25 420
Uitkomsten Programma Beheer en Interdepartementaal beleidsonderzoek natuurbeheer

nr. 16
BRIEF VAN DE STAATSSECRETARIS VAN LANDBOUW, NATUURBEHEER EN VISSERIJ

Aan de Voorzitter van de Tweede Kamer der Staten-Generaal

's-Gravenhage, 15 april 1999

In vervolg op het algemeen overleg met de vaste commissie voor Landbouw, Natuurbeheer en Visserij (hierna: de vaste commissie) van 16 maart 19991 zend ik u hierbij de concept-Regeling natuurbeheer, de concept-Regeling agrarisch natuurbeheer2 en mijn reactie op de aan de vaste commissie gezonden brieven met commentaar van LTO Nederland, Landschapsbeheer Nederland, In Natura, de Federatie Particulier Grondbezit, SBNL en de Vereniging Natuurmonumenten.

De regelingen zijn opgesteld met inachtneming van de uitgangspunten voor de heroverweging van het Programma Beheer en de resultaten van het overleg daarover met de vaste commissie op 10 februari 1999 (25 420, nr. 15) en 16 maart 1999.

Beide concept-Regelingen worden op de kortst mogelijk termijn door mij vastgesteld en aan de Commissie van de Europese Unie voorgelegd ter goedkeuring van de steunverlening en voor het verkrijgen van mede- financiering uit het Europees Oriëntatie- en Garantiefonds voor de Land- bouw, op grond van de in voorbereiding zijnde Verordening van de Raad inzake steun voor plattelandsontwikkeling.

Ik streef ernaar de regelingen per 1 januari 2000 in te laten gaan.

Twee regelingen

De Regeling natuur geeft de mogelijkheid subsidie te verstrekken voor de instandhouding van natuur, bos, landschap en recreatiemogelijkheden, voor functiewijziging, inrichting en ontwikkeling van landbouwgronden tot nieuwe bos- en natuurgebieden, voor omvorming van bestaande bos- en natuurgebieden en voor het treffen van effectgerichte maatregelen daar waar de heersende milieuomstandigheden de instandhouding of ontwikkeling van bos en natuurwaarden in de weg staan.

De Regeling agrarisch natuurbeheer geeft de mogelijkheid subsidie te verstrekken voor de instandhouding van natuurwaarden op landbouwgronden – met name de botanische kwaliteit en het weidevogelbestand – voor inrichtingsmaatregelen waarmee de instandhouding van deze waarden beter gewaarborgd wordt en voor de instandhouding en het herstel van landschapselementen.

Financiële aspecten

Met de nieuwe regelingen wordt het ambitieniveau voor de kwantiteit en kwaliteit van bos, natuur en landschap in Nederland, dat in de Nota Programma Beheer (december 1997) is vastgelegd, geïnstrumenteerd.

De financiële consequenties van de nieuwe regelingen zijn voor het beheer van natuur, bos en landschap en voor agrarisch natuurbeheer – los van vastgestelde beleidsintensiveringen op het gebied van agrarisch natuurbeheer en landschap – budgettair neutraal ten opzichte van de bestaande regelingen.

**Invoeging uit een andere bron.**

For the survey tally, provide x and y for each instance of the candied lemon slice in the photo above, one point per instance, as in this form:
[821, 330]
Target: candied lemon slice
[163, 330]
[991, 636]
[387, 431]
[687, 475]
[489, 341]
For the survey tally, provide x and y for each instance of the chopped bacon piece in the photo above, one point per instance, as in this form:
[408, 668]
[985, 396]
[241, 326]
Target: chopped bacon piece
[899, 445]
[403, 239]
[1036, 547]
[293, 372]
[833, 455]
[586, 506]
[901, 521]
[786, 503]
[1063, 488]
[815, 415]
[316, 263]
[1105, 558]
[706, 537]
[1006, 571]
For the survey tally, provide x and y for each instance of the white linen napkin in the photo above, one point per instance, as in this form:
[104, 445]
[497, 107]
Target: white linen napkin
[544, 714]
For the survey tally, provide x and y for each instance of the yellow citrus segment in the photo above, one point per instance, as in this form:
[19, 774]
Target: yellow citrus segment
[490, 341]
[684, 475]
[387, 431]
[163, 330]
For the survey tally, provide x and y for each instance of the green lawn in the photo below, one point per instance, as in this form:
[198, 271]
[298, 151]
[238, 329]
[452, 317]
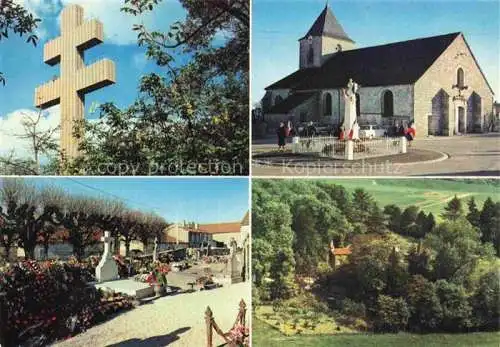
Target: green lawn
[431, 195]
[264, 335]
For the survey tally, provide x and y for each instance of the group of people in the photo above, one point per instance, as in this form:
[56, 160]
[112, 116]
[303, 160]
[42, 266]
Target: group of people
[408, 131]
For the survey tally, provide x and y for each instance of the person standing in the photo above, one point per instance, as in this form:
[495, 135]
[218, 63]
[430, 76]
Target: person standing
[281, 132]
[410, 134]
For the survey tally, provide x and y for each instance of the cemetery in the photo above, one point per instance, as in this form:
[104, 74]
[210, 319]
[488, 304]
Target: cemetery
[95, 72]
[71, 263]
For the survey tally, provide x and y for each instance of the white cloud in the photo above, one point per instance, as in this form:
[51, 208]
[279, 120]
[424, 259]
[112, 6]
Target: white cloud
[118, 25]
[11, 127]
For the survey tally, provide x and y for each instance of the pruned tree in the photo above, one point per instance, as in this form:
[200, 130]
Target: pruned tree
[40, 141]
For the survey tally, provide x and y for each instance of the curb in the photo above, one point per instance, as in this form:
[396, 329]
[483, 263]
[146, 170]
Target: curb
[443, 157]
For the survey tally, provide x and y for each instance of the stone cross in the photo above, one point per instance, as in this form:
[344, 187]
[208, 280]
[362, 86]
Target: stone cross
[107, 239]
[155, 250]
[76, 78]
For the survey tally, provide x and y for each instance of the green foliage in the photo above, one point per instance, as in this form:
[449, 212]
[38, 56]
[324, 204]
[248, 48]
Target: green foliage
[419, 261]
[453, 210]
[489, 221]
[353, 308]
[32, 215]
[425, 308]
[409, 221]
[422, 276]
[393, 213]
[282, 275]
[474, 215]
[392, 314]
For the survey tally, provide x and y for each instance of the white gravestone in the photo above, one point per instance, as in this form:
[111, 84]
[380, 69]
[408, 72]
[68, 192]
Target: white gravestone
[155, 250]
[235, 264]
[107, 270]
[350, 106]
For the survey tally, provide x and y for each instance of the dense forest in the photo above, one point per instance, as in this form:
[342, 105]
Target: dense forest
[408, 270]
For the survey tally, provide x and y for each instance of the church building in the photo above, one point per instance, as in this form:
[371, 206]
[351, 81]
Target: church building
[434, 81]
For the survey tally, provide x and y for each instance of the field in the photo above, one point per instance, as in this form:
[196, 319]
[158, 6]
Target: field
[265, 336]
[431, 195]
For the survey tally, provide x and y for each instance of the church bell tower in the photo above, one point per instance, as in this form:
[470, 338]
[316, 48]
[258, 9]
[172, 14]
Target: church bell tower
[325, 38]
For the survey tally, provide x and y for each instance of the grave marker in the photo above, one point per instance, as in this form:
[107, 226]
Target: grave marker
[76, 78]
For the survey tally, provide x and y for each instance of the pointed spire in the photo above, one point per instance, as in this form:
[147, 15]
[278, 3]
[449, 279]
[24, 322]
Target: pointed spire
[327, 25]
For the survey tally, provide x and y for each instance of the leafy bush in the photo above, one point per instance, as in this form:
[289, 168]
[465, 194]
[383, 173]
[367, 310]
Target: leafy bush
[455, 306]
[392, 314]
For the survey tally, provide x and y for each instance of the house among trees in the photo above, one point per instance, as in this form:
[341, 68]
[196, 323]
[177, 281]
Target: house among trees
[338, 256]
[435, 81]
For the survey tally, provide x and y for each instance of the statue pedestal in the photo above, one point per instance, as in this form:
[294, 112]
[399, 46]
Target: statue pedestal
[402, 148]
[349, 150]
[107, 270]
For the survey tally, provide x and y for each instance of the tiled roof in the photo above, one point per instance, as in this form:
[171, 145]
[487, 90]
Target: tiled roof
[391, 64]
[291, 102]
[292, 80]
[342, 251]
[246, 219]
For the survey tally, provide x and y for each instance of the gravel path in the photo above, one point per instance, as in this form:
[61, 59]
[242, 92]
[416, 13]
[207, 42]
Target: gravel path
[169, 321]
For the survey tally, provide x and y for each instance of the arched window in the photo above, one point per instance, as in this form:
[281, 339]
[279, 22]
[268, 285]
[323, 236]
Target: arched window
[460, 78]
[310, 55]
[327, 104]
[278, 99]
[387, 104]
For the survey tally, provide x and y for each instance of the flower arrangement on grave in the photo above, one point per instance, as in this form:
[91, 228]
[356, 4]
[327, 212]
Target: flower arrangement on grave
[238, 336]
[158, 275]
[51, 300]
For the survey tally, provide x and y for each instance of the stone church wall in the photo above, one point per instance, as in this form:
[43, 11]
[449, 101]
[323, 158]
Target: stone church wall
[442, 76]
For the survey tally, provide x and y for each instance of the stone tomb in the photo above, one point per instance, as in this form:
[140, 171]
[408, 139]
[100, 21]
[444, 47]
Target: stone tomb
[108, 278]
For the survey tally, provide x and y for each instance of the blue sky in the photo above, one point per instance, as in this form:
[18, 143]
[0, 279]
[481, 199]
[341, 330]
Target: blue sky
[24, 69]
[23, 66]
[278, 24]
[202, 200]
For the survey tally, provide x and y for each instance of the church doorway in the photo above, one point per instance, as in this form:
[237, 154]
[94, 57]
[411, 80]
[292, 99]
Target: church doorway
[461, 120]
[358, 106]
[438, 121]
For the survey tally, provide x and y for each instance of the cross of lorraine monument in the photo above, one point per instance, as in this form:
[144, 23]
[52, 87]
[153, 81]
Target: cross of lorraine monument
[76, 78]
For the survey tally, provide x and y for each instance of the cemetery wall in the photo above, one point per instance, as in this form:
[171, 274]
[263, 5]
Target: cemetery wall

Voor de investeringen in functiewijziging, ontwikkeling en omvorming is – net als voor het thans vigerende stelsel – het financieel meerjarenkader van de begroting van LNV uitgangspunt.

De uitvoeringskosten van het nieuwe stelsel zullen, als gevolg van de omschakeling naar een systeem waarin meer op kwaliteit gecontroleerd zal worden, de eerste jaren licht stijgen, waarna zij zullen worden teruggebracht tot het niveau van het vigerende stelsel door een verdere ontwikkeling van een op het nieuwe stelsel toegesneden methodiek van monitoring en controle. Deze methodiek zal in overleg met de betrokken organisaties ontwikkeld worden.

Resultaten van het gevoerde overleg

Op 29 maart jl. heb ik bestuurlijk overleg gevoerd met vertegenwoordigers van de betrokken organisaties. De concepten van de regelingen, de beheerpakketten en de daarbij behorende tarieven die in dit overleg ter discussie stonden kregen de steun van deze organisaties. Geconcludeerd werd dat het vele overleg dat de afgelopen maanden is gevoerd een goed resultaat heeft opgeleverd. Daardoor kan worden vastgesteld dat de belangrijkste discussiepunten waarvan ook in eerder genoemde brieven aan de vaste commissie voor Landbouw, Natuurbeheer en Visserij gewag is gemaakt, zijn uitgewerkt in voor de betrokken organisaties aanvaard- bare oplossingen.

Ter nadere toelichting hierop het volgende:

* De doelpakkettensystematiek is vereenvoudigd.

Centraal in het resultaat van de heroverweging staat de vereenvoudiging van de doelpakkettensystematiek. De eerder dit jaar voorgestelde aanpak werd op hoofdlijnen gesteund door de vertegenwoordigers van de betrokken organisaties maar een definitief oordeel werd door verschillende betrokkenen afhankelijk gesteld van een beoordeling van het eindresultaat.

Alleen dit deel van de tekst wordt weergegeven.